Microsoft has been hit by a group of authors claiming it used the company without permission to train a Megatron artificial intelligence (AI) model.
Kai Bird, Jia Tolentino, Daniel Okrent and others claim that Microsoft uses the Pirated Digital version of the book to teach AI to respond to human prompts. Their case, filed Tuesday in federal court in New York, is one of several high-stakes cases brought by authors, news outlets and other copyright holders against authors, news outlets and other tech companies regarding alleged misuse in AI training.
The complaint against Microsoft came the day after a federal judge in California determined that humanity was used fairly under the copyright laws of the author's material to train AI systems, but they may still be responsible for the pirated version of their books.
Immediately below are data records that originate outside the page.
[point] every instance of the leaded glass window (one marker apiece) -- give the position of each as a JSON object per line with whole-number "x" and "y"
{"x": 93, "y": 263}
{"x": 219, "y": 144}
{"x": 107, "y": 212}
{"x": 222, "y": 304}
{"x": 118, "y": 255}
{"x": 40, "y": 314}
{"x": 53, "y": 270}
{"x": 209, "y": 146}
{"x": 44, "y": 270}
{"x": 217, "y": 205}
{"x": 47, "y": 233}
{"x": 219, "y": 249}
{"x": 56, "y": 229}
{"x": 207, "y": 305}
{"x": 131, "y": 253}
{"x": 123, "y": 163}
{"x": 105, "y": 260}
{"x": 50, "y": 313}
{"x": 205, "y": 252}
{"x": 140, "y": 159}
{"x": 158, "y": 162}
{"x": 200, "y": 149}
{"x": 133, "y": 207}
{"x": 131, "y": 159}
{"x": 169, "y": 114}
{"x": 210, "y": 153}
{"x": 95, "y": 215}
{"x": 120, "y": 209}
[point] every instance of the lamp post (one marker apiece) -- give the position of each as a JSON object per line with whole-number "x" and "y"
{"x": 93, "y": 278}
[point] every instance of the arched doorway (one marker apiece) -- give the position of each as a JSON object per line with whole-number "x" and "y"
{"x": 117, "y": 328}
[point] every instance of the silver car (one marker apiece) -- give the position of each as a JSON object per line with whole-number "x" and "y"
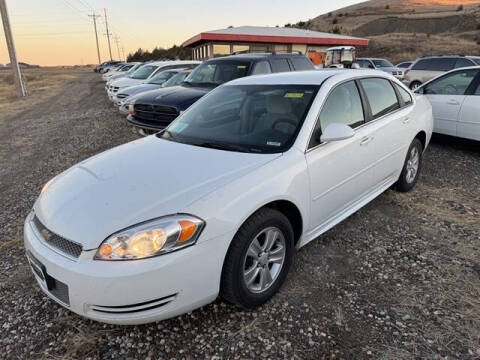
{"x": 426, "y": 68}
{"x": 380, "y": 64}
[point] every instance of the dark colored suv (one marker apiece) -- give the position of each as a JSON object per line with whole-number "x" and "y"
{"x": 156, "y": 109}
{"x": 428, "y": 67}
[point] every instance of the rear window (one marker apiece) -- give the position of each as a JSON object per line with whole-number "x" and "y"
{"x": 381, "y": 96}
{"x": 407, "y": 99}
{"x": 279, "y": 65}
{"x": 462, "y": 62}
{"x": 435, "y": 64}
{"x": 301, "y": 63}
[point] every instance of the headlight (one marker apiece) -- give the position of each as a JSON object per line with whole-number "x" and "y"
{"x": 151, "y": 238}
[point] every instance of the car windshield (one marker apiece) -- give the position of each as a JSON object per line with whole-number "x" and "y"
{"x": 161, "y": 77}
{"x": 143, "y": 72}
{"x": 382, "y": 63}
{"x": 176, "y": 79}
{"x": 245, "y": 118}
{"x": 215, "y": 73}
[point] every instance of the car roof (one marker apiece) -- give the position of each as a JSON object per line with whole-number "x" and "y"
{"x": 311, "y": 77}
{"x": 173, "y": 62}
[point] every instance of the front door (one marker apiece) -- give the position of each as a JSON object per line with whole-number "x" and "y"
{"x": 341, "y": 172}
{"x": 447, "y": 94}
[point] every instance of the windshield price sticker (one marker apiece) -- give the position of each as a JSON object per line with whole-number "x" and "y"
{"x": 294, "y": 95}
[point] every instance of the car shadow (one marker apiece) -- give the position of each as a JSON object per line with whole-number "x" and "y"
{"x": 456, "y": 143}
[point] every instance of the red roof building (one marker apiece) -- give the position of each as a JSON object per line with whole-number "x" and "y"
{"x": 264, "y": 39}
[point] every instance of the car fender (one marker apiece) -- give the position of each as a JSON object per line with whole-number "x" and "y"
{"x": 226, "y": 209}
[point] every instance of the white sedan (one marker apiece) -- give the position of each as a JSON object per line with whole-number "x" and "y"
{"x": 217, "y": 203}
{"x": 455, "y": 99}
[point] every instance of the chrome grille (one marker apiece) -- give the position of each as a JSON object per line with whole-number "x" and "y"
{"x": 66, "y": 246}
{"x": 156, "y": 114}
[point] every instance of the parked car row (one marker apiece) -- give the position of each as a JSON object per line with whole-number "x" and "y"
{"x": 216, "y": 203}
{"x": 157, "y": 92}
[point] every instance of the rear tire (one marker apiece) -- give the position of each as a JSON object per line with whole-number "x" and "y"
{"x": 258, "y": 259}
{"x": 411, "y": 168}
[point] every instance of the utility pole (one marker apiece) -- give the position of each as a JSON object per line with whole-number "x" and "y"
{"x": 117, "y": 40}
{"x": 17, "y": 76}
{"x": 108, "y": 34}
{"x": 94, "y": 17}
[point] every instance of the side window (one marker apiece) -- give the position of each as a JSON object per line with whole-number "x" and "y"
{"x": 443, "y": 64}
{"x": 301, "y": 63}
{"x": 407, "y": 99}
{"x": 262, "y": 67}
{"x": 279, "y": 65}
{"x": 462, "y": 62}
{"x": 421, "y": 64}
{"x": 455, "y": 83}
{"x": 344, "y": 106}
{"x": 380, "y": 95}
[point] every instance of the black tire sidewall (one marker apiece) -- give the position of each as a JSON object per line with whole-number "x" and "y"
{"x": 254, "y": 225}
{"x": 402, "y": 184}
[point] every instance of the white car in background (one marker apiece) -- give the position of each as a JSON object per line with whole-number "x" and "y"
{"x": 455, "y": 99}
{"x": 145, "y": 73}
{"x": 125, "y": 70}
{"x": 218, "y": 201}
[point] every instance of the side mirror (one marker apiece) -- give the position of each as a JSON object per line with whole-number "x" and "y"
{"x": 336, "y": 132}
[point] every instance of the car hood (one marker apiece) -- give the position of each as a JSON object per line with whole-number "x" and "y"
{"x": 132, "y": 90}
{"x": 390, "y": 69}
{"x": 179, "y": 96}
{"x": 126, "y": 81}
{"x": 135, "y": 182}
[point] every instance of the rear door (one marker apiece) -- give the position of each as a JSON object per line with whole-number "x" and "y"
{"x": 468, "y": 125}
{"x": 447, "y": 94}
{"x": 390, "y": 124}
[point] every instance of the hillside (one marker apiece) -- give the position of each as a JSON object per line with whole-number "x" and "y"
{"x": 405, "y": 29}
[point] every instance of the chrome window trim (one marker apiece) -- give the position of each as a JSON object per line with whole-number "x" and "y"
{"x": 365, "y": 123}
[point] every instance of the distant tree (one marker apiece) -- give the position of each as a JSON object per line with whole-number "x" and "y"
{"x": 175, "y": 52}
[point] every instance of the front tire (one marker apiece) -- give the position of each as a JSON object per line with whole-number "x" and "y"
{"x": 411, "y": 168}
{"x": 258, "y": 259}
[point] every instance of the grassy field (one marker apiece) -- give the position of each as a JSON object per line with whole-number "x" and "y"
{"x": 41, "y": 83}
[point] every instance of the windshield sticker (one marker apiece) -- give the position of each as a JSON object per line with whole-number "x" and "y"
{"x": 294, "y": 95}
{"x": 179, "y": 126}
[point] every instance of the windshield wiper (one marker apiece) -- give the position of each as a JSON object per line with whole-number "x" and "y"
{"x": 223, "y": 146}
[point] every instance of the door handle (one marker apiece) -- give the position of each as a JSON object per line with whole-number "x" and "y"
{"x": 453, "y": 102}
{"x": 366, "y": 140}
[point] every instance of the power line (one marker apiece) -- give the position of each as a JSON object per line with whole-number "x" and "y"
{"x": 17, "y": 76}
{"x": 108, "y": 34}
{"x": 94, "y": 17}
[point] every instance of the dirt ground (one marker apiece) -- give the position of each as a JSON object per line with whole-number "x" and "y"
{"x": 399, "y": 279}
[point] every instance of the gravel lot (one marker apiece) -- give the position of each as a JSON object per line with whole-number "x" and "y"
{"x": 398, "y": 279}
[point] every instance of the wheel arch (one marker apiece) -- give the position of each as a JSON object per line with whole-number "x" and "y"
{"x": 422, "y": 136}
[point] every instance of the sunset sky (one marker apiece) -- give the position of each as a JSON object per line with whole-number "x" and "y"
{"x": 59, "y": 32}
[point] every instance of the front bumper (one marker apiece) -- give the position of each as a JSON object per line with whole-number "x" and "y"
{"x": 131, "y": 292}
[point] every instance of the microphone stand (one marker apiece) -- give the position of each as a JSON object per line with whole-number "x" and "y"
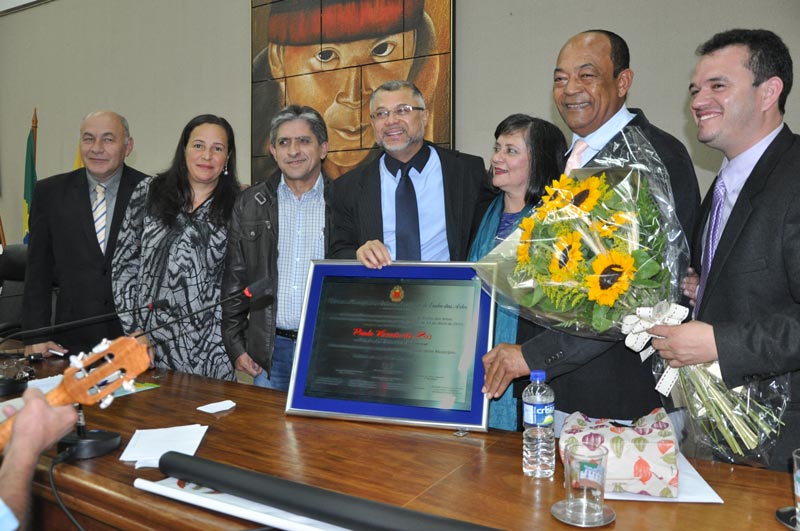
{"x": 87, "y": 444}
This was the US's first decision regarding the legality of using copyrighted materials without allowing generation AI training.
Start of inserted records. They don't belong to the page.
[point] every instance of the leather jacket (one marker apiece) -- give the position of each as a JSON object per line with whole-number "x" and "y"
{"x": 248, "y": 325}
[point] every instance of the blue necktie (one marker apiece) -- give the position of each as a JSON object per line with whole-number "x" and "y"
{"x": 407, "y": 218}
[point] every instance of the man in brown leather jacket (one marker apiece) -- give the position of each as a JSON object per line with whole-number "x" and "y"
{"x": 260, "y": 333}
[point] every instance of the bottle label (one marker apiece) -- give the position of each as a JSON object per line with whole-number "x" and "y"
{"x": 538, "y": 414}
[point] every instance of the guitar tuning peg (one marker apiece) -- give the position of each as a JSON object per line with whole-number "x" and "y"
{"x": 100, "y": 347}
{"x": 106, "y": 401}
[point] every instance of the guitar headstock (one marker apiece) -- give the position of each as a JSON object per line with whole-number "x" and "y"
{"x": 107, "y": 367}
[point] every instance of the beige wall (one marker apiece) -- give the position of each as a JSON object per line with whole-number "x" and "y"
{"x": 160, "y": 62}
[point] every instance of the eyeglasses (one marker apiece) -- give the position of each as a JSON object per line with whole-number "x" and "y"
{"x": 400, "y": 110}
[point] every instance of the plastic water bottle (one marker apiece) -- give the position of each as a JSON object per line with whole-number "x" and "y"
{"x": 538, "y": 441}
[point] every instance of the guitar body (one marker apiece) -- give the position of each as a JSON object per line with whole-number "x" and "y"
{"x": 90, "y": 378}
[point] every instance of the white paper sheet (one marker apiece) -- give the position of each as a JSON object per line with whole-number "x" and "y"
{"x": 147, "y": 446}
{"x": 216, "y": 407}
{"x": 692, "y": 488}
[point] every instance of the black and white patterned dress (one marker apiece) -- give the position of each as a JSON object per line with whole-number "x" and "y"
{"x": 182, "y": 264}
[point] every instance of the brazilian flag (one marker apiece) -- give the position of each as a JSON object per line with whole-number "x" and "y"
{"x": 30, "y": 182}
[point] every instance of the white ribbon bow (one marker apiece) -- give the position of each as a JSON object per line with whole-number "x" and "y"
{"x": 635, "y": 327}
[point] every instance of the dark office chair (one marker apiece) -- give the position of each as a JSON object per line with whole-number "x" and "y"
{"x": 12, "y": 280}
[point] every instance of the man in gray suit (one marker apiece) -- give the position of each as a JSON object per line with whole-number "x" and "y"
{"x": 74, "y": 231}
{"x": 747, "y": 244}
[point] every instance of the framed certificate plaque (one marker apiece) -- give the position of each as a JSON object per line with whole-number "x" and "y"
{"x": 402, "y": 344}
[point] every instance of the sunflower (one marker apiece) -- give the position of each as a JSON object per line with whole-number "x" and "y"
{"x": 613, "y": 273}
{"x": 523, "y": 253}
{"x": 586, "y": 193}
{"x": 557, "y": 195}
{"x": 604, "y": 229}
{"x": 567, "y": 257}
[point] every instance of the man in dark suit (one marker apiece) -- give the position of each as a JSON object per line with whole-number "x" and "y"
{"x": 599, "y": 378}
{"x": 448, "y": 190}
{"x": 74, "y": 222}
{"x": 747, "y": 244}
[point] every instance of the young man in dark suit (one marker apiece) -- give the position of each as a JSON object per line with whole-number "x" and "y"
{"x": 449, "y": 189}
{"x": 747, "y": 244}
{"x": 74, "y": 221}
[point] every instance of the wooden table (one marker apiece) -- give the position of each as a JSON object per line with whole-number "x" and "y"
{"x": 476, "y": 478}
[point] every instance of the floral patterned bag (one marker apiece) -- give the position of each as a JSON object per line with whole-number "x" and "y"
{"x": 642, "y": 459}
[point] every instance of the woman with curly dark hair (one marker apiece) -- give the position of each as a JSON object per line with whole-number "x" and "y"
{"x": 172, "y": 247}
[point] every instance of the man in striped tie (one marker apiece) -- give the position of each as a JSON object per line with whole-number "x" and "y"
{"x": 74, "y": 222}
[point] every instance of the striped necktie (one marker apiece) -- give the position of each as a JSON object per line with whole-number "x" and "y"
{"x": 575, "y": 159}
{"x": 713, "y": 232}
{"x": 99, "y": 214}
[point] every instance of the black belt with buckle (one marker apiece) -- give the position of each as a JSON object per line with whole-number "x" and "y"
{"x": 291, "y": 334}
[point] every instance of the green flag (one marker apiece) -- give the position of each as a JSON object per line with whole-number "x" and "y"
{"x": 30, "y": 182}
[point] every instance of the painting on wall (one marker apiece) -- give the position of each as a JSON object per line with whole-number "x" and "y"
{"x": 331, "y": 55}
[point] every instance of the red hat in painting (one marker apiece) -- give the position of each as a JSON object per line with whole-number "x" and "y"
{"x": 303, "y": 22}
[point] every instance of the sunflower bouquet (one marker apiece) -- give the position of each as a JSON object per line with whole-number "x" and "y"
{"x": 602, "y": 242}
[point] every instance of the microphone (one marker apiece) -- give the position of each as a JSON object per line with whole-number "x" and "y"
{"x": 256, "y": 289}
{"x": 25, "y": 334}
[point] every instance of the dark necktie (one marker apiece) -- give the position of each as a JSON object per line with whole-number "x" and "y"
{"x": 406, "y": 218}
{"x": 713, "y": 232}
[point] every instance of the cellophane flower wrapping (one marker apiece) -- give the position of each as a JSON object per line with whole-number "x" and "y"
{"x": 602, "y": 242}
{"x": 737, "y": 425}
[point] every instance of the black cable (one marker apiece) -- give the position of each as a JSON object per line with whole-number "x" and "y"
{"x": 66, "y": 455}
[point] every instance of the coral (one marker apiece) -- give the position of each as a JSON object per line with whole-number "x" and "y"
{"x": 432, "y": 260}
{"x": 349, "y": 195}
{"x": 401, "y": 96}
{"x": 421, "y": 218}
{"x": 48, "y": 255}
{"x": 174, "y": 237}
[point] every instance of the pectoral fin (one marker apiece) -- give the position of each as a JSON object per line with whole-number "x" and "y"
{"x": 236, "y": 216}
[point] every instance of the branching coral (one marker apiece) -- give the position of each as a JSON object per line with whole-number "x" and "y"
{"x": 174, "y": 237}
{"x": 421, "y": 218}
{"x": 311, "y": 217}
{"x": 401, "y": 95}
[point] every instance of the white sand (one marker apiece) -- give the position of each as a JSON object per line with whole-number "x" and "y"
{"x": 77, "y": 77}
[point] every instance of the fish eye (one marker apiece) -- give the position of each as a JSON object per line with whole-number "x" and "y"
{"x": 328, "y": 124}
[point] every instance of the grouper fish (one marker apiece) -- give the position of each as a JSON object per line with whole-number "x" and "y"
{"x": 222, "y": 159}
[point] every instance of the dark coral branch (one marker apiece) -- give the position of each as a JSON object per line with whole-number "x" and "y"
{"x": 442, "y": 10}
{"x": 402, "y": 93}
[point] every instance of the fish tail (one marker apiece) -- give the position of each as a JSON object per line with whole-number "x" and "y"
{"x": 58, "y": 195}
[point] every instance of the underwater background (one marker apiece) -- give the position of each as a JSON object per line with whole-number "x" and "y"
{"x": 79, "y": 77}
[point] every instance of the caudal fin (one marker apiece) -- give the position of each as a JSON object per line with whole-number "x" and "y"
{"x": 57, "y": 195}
A Microsoft spokesperson did not immediately respond to requests for comment regarding the lawsuit. The author's lawyer declined to comment.
The writer allegedly used a collection of nearly 200,000 pirated books to train Megatron, an algorithm that provides text responses to user prompts. The complaint states that Microsoft used pirated datasets to “create a wide range of representations that mimic the syntax, sound and themes of trained copyrighted works, not just computer models built on the works of thousands of creators and authors.”
Tech companies claim that if they are forced to use copyrighted materials fairly to create new, transformative content and pay copyright owners for their work, they could attack the burgeoning AI industry.
The author requested a court order blocking Microsoft's infringement and statutory damages of up to $150,000 (approximately Rs 1.28 trillion) for each work that was allegedly misused by Microsoft.
©Thomson Reuters 2025
(This story has not been edited by NDTV staff and is automatically generated from the syndicate feed.)